In: Statistics and Probability
What are the different commands in R software to analyze the Mayo clinic's "pbc" dataset?
Importing package
library(survival)
Loading data set
data(pbc)
Checking the head of data
head(pbc)
Structure of PBC data
str(pbc)
Summary of PBC data
summary(pbc)
The data set pbc (primary biliary cirrhosis) contains the main variable time, which is the observed, potentially censored survival time and the status, which indicates if the observation has been censored. In addition there are 17 observed covariates, where we show above five that in previous analyzes have been found to be important.
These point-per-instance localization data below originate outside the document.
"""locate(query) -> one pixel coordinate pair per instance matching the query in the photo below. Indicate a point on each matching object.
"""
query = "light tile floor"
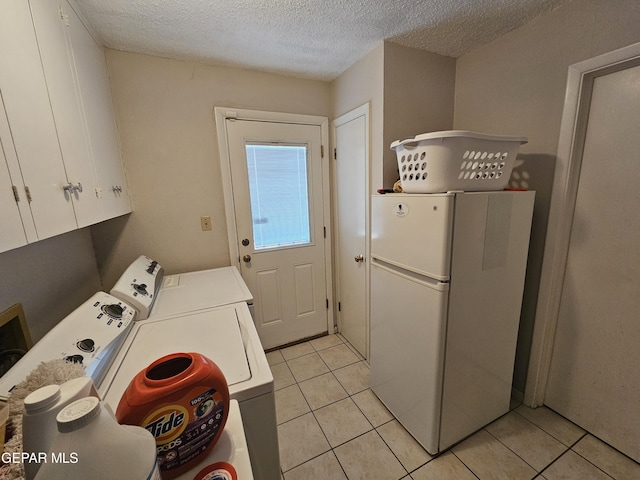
(331, 426)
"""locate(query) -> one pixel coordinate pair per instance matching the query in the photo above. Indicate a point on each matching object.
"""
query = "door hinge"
(63, 16)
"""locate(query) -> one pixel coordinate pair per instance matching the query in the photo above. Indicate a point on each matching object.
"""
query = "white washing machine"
(206, 312)
(100, 331)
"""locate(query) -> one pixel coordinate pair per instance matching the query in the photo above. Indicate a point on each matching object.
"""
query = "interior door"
(277, 182)
(594, 379)
(351, 167)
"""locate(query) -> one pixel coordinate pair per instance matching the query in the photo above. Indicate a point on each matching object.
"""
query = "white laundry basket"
(456, 160)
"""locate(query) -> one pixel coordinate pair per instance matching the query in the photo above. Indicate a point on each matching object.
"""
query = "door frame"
(221, 114)
(361, 111)
(563, 200)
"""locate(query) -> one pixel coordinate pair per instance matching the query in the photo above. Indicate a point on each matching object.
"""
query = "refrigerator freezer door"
(413, 232)
(407, 348)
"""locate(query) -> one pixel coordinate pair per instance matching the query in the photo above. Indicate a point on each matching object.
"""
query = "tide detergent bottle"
(183, 400)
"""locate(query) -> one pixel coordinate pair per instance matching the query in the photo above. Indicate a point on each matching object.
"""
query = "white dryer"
(206, 312)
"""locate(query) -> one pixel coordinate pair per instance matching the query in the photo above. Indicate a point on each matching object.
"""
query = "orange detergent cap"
(217, 471)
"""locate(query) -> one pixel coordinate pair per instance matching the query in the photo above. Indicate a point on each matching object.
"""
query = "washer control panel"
(139, 284)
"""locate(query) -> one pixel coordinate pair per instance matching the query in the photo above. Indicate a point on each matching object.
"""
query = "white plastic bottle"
(39, 418)
(91, 444)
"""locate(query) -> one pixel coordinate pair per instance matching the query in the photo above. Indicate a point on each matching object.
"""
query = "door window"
(278, 190)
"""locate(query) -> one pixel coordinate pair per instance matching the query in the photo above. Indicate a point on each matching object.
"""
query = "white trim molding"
(565, 187)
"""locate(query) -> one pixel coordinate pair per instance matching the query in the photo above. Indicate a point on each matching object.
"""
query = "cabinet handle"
(70, 188)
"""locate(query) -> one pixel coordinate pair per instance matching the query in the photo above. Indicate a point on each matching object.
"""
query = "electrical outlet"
(205, 223)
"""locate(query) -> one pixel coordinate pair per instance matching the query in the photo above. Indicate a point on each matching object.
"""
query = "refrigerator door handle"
(411, 276)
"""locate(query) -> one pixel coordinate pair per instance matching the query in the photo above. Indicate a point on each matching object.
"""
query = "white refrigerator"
(447, 276)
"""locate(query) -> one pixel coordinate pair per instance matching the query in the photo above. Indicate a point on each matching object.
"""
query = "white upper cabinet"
(60, 167)
(51, 34)
(91, 68)
(13, 232)
(32, 128)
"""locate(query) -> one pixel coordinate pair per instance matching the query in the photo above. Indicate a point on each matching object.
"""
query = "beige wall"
(410, 92)
(362, 83)
(50, 278)
(418, 98)
(164, 112)
(516, 85)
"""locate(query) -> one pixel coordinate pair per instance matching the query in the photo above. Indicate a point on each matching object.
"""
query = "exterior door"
(351, 141)
(594, 379)
(277, 181)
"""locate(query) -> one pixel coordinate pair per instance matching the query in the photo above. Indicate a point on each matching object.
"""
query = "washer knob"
(74, 358)
(113, 310)
(86, 345)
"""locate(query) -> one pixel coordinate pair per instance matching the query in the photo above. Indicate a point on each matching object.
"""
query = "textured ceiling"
(316, 39)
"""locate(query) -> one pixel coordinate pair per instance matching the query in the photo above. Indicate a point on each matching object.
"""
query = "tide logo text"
(167, 423)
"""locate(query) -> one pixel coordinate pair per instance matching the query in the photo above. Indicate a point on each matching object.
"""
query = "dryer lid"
(214, 333)
(187, 292)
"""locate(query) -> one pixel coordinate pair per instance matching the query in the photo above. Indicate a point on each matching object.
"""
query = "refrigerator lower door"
(408, 316)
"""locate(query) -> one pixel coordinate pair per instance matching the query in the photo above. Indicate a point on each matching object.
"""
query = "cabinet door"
(31, 121)
(13, 233)
(57, 61)
(93, 80)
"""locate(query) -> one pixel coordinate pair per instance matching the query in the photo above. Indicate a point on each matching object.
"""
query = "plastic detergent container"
(91, 444)
(39, 416)
(183, 400)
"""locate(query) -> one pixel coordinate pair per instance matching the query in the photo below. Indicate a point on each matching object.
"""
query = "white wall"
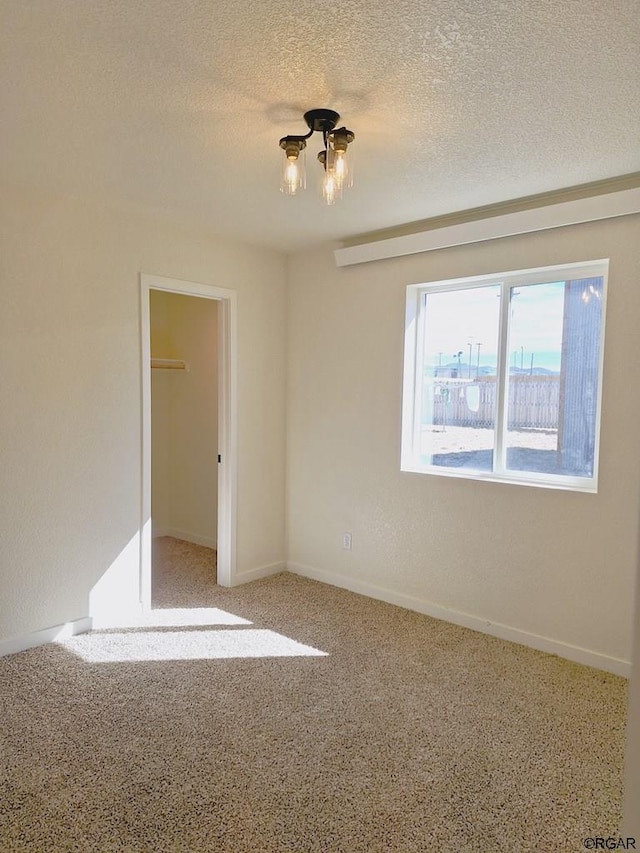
(543, 563)
(632, 754)
(184, 418)
(70, 432)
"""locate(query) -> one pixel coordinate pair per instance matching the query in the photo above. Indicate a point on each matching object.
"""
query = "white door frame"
(227, 424)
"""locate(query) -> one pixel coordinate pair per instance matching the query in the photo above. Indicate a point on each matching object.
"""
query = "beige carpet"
(348, 725)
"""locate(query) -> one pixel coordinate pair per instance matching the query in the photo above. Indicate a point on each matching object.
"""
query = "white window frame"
(412, 388)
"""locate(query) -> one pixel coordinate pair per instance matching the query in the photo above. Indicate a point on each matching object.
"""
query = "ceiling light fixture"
(337, 166)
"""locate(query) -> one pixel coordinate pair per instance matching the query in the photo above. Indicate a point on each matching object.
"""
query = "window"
(502, 376)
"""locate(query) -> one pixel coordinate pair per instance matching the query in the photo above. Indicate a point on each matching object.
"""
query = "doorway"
(188, 435)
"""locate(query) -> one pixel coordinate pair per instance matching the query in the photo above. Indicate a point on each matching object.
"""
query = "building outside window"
(503, 376)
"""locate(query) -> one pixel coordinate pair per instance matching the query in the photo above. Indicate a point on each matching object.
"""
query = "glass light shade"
(293, 175)
(340, 161)
(330, 190)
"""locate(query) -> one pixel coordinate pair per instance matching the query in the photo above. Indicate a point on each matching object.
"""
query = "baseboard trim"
(466, 620)
(12, 645)
(186, 536)
(260, 572)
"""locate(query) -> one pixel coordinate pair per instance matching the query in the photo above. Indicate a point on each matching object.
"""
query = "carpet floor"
(287, 715)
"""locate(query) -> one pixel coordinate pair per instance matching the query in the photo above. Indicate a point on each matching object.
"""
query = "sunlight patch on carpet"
(186, 645)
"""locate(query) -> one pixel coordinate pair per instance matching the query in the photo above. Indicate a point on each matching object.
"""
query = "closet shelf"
(168, 364)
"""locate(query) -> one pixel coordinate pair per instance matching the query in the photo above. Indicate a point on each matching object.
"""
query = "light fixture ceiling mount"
(337, 166)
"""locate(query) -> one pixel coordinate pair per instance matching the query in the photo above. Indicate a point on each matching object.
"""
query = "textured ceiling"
(179, 104)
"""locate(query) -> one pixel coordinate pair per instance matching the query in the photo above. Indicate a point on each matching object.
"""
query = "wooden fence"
(533, 402)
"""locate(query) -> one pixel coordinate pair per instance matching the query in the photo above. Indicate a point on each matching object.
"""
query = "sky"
(456, 318)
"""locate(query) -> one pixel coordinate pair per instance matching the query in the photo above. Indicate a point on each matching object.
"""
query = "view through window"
(503, 376)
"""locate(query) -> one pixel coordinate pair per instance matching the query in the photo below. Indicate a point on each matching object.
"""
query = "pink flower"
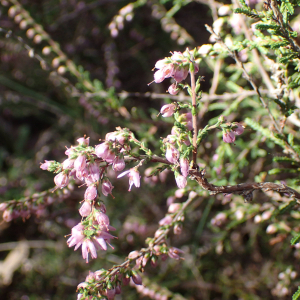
(180, 74)
(181, 181)
(184, 167)
(61, 180)
(94, 171)
(68, 164)
(85, 209)
(83, 141)
(228, 136)
(8, 215)
(106, 187)
(174, 253)
(102, 150)
(172, 154)
(115, 136)
(168, 110)
(102, 218)
(134, 177)
(88, 247)
(136, 278)
(90, 193)
(118, 164)
(173, 89)
(239, 129)
(3, 206)
(80, 163)
(77, 236)
(166, 221)
(46, 164)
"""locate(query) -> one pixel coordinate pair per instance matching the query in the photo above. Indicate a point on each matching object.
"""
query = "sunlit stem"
(194, 118)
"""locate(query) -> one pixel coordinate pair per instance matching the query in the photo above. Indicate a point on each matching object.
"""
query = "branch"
(244, 189)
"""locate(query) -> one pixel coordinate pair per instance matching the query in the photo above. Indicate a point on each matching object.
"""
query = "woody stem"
(194, 117)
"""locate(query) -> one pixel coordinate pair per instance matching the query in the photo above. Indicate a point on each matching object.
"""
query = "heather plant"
(183, 181)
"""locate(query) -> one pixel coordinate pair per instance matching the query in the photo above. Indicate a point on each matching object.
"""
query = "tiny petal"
(85, 209)
(90, 193)
(172, 154)
(184, 166)
(239, 129)
(173, 89)
(46, 164)
(80, 163)
(228, 137)
(83, 141)
(168, 110)
(181, 181)
(61, 180)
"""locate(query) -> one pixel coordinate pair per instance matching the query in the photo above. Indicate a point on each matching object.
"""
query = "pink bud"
(239, 129)
(136, 278)
(85, 209)
(174, 253)
(102, 218)
(180, 73)
(168, 110)
(94, 171)
(90, 193)
(46, 164)
(3, 206)
(106, 187)
(118, 164)
(167, 220)
(228, 136)
(102, 150)
(173, 89)
(7, 215)
(61, 180)
(174, 207)
(83, 141)
(68, 164)
(80, 163)
(181, 181)
(172, 154)
(184, 167)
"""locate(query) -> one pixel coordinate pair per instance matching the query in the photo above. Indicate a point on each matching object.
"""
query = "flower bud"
(184, 166)
(173, 89)
(136, 278)
(181, 181)
(46, 164)
(83, 141)
(228, 137)
(172, 154)
(85, 209)
(168, 110)
(90, 193)
(61, 180)
(80, 163)
(106, 187)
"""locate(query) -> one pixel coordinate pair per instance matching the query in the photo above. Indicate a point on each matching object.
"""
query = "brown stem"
(244, 189)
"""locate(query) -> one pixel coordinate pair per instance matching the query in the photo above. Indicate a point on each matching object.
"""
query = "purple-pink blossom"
(181, 181)
(167, 110)
(61, 180)
(172, 154)
(134, 177)
(228, 136)
(90, 193)
(46, 164)
(106, 187)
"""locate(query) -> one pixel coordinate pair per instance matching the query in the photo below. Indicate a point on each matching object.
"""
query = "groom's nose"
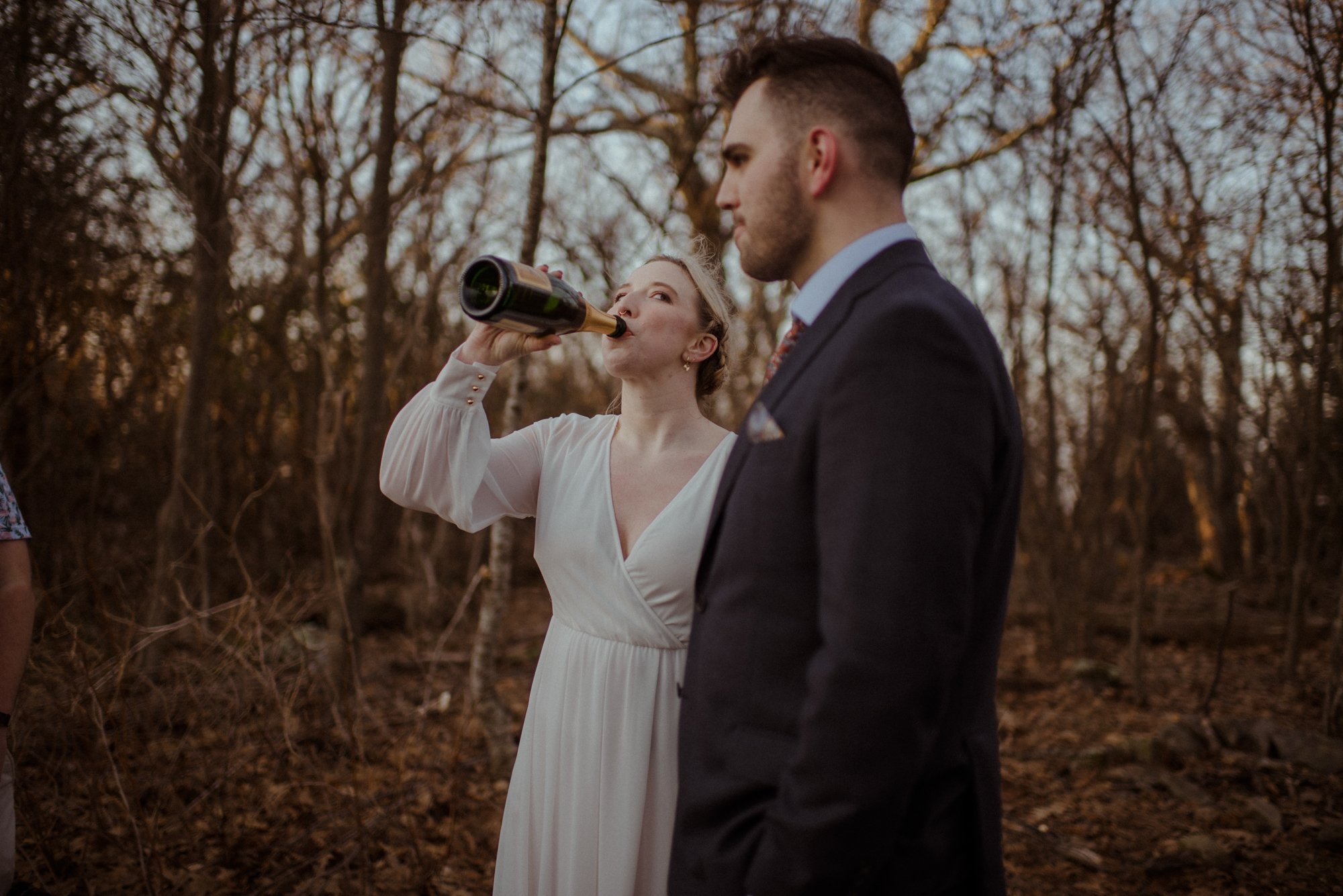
(727, 197)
plot of the survival times
nr <- 50
plot(c(0, pbc$time[1]), c(1, 1), type = "l", ylim = c(0, nr + 1), xlim = c(0,
max(pbc$time[1:nr]) + 10), ylab = "nr", xlab = "Survival time")
for (i in 2:nr) lines(c(0, pbc$time[i]), c(i, i))
for (i in 1:nr) {
if (pbc$status[i] == 0)
points(pbc$time[i], i, col = "red", pch = 20) #censored
if (pbc$status[i] == 1)
points(pbc$time[i], i) }
In the complete dataset there are 418 patients, and the status variable shows that 161 have died, 232 have been censored and then 25 have got a transplant. We exclude those 25 observations from the further analysis. Furthermore, we change the status variable to a logical for subsequent use.
pbc <- subset(pbc, status != 1)
pbc <- transform(pbc, status = as.logical(status))
-> Estimation of the survival function using the Kaplan-Meier estimator can be done using the survfit function.
pbcSurv <- survfit(Surv(time, status) ~ 1, data = pbc)
plot(pbcSurv, mark.time = FALSE)
The result from survfit is an R object of type survfit. Calling
summary with a survfit object as argument provides the
non-parametric estimate of the survival function including
additional information as a long list. The plot with the added,
pointwise confidence bands
is perhaps more informative. Setting mark.time = FALSE prevents all
the censored observations to be marked on the plot by a “+”.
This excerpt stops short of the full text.